Buradaki yazılardan kısa bir örnek:

“Adanava kralı ben Asitivadas’ım. Güneş İlahı’nın adamı, Fırtına Tanrısı’nın kulu, Avarikos’un büyük yaptığı Adanava memleketini, doğusuna, batısına genişlettim. Komşu krallarla iyi geçindim. Karşı gelenleri ayağımın altına aldım, ezdim. Bolluk ettim. Açları doyurdum, huzur ve güveni sağladım. Silahlı erkeklerin gezemediği bu yerlerde genç ve güzel kadınların yalnız başlarına kirmen eğirerek huzur ve güven içinde gezmelerini sağladım. Kim, benim yaptığımın bu kaleyi ve kapıyı yıkar, bu nizamı bozarsa Tanrı belasını versin. Yalnız benim adım ölümsüzdür, güneş ve ay gibi”.

KARATEPE-ASLANTAŞ MİLLİ PARKI

Osmaniye’ ye 30 km mesafede, Kadirli ilçesinin 22 km. güney doğusundaki Aslantaş yöresinde, 1946 yılında başlatılan arkeolojik kazılar sonucunda, son Hitit (Eti) medeniyetine ait çeşitli eserlerin bulunması, bunların esas yerlerinin ve doğal çevreleri içinde onarılıp sergilenmesi amacıyla Türkiye’nin ilk Açık Hava Müzesi kurulmuştur.
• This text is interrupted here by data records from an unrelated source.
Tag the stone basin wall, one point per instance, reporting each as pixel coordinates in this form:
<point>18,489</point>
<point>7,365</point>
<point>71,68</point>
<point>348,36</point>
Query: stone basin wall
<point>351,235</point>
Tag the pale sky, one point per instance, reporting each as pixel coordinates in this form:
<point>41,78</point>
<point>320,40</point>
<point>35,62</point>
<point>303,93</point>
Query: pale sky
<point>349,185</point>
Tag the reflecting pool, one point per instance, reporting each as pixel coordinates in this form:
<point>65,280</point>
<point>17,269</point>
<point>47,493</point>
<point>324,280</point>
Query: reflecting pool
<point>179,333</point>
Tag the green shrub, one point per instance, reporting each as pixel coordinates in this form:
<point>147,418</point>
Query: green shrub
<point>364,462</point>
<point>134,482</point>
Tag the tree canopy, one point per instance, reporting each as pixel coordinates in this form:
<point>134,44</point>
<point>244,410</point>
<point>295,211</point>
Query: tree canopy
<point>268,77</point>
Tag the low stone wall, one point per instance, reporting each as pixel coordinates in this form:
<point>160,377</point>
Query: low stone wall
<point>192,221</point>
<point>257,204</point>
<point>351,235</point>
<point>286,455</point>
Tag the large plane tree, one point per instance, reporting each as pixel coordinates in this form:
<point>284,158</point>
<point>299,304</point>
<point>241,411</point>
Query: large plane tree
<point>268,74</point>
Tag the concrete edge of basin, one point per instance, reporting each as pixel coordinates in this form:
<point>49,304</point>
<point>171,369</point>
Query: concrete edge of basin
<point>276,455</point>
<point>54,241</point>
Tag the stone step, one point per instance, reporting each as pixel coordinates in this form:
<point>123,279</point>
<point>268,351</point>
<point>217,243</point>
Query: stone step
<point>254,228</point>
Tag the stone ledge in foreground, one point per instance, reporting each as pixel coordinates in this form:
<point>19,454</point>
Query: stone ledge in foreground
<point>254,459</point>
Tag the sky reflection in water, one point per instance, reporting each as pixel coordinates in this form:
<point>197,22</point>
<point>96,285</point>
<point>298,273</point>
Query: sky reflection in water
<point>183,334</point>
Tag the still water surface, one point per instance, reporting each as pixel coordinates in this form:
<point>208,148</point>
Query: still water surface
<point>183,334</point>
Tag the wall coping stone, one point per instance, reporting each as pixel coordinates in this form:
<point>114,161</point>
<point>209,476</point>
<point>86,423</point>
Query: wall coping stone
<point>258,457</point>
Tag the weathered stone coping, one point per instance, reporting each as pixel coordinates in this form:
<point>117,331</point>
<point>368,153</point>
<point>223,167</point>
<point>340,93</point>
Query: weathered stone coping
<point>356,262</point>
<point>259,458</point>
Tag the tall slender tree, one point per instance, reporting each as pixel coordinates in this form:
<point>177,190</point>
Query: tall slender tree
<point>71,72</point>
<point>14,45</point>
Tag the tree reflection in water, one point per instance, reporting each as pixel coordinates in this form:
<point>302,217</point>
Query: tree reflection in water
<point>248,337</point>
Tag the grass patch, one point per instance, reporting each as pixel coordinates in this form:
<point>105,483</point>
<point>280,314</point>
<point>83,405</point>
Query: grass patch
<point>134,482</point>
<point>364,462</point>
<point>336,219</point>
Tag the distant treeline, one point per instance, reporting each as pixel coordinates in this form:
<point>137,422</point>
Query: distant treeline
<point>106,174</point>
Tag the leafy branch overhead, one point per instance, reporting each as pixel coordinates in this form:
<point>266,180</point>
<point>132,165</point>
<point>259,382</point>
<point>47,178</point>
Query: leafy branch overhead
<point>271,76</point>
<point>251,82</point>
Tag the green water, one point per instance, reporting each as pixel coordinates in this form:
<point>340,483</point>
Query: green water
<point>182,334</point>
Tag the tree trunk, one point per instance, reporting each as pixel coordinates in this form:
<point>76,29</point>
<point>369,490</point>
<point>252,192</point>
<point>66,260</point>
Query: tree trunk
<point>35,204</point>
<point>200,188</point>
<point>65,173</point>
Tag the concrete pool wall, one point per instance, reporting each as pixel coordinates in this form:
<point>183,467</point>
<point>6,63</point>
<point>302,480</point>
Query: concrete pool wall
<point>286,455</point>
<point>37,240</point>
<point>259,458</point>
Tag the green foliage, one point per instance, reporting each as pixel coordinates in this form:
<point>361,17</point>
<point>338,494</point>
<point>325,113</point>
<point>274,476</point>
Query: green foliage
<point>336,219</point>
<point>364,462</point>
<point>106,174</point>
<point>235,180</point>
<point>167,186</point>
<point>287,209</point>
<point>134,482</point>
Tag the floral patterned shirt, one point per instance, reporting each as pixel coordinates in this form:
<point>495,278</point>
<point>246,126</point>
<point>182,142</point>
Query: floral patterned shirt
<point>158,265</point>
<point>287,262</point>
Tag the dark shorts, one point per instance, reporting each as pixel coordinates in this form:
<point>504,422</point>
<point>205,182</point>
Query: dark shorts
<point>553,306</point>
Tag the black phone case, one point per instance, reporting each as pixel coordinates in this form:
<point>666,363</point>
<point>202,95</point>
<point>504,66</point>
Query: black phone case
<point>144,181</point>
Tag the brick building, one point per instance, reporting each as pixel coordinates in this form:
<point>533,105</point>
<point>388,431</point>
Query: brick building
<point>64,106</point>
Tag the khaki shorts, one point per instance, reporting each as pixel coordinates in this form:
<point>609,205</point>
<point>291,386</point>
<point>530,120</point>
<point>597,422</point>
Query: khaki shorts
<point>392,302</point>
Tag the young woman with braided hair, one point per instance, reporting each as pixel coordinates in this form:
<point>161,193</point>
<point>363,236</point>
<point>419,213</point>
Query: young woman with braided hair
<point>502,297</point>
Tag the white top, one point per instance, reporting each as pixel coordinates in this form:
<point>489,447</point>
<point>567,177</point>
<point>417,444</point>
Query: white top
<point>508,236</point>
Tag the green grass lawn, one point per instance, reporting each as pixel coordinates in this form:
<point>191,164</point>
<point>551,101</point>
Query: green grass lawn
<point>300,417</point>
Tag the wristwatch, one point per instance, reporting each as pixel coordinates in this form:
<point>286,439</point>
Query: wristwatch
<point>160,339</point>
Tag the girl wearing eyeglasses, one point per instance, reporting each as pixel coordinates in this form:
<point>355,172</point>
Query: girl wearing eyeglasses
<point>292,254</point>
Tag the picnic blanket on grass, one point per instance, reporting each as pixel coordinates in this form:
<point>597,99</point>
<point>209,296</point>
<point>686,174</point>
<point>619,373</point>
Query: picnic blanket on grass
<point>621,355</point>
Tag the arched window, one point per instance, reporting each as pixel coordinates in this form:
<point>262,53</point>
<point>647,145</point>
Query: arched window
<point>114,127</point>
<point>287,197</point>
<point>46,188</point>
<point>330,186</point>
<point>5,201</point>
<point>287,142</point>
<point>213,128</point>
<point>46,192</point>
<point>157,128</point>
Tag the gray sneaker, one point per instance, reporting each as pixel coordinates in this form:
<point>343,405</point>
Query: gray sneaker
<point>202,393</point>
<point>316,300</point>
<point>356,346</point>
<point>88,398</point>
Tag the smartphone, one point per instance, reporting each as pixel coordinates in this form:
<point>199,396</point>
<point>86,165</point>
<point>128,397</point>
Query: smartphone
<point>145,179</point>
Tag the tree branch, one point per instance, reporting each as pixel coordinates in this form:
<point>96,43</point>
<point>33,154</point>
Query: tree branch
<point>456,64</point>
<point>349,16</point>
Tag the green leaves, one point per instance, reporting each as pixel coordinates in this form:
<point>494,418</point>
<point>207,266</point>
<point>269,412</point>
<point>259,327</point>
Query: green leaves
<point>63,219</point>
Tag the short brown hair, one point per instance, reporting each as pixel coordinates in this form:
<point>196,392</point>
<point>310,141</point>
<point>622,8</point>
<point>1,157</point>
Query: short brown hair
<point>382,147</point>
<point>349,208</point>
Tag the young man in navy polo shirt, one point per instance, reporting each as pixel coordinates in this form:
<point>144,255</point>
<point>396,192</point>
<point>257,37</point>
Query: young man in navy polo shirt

Karatepe-Aslantaş Milli Parkı Akdeniz Bölgesinde, Osmaniye İl sınırları içinde, Kadirli ilçesi, Ceyhan nehri kıyısında yer almaktadır. Türkiye’nin önemli suları ve hidroelektrik amaçlı Aslantaş barajı, Milli Park içindedir.

KADİRLİ ALACAMİ

Kadirli merkezinde bulunan cami, Roma, Bizans ve Türk medeniyetlerini bir arada yaşatan bir özelliğe sahiptir.2. asrın başlarında Romalılar tarafından bir manastır olarak yapılmıştır. 5.asrın başlarında bir kilise ilave edilmiştir. Dulkadiroğlu Alaüddevle Bozkurt Bey’in oğlu sarı Kaplan namıyla anılan Kasım Bey, bu kiliseyi babası adına camiye çevirerek buraya “Alaüddevle Mescidi” adını vermiştir. Caminin üzerini de kurşunla kaplamıştır. (1480–1490)1865’ten 1921’e kadar aralıksız cami ve medrese olarak hizmet vermiştir. Yapının içindeki odalarda ise köyden gelen öğrenciler yatılı olarak kalmışlardır.1563 yılında tutulan Kars-zül Kadiriye Sancak defterinde Ala Cami civarındaki mahalle “ Ala Mescit Mahallesi” olarak geçmektedir.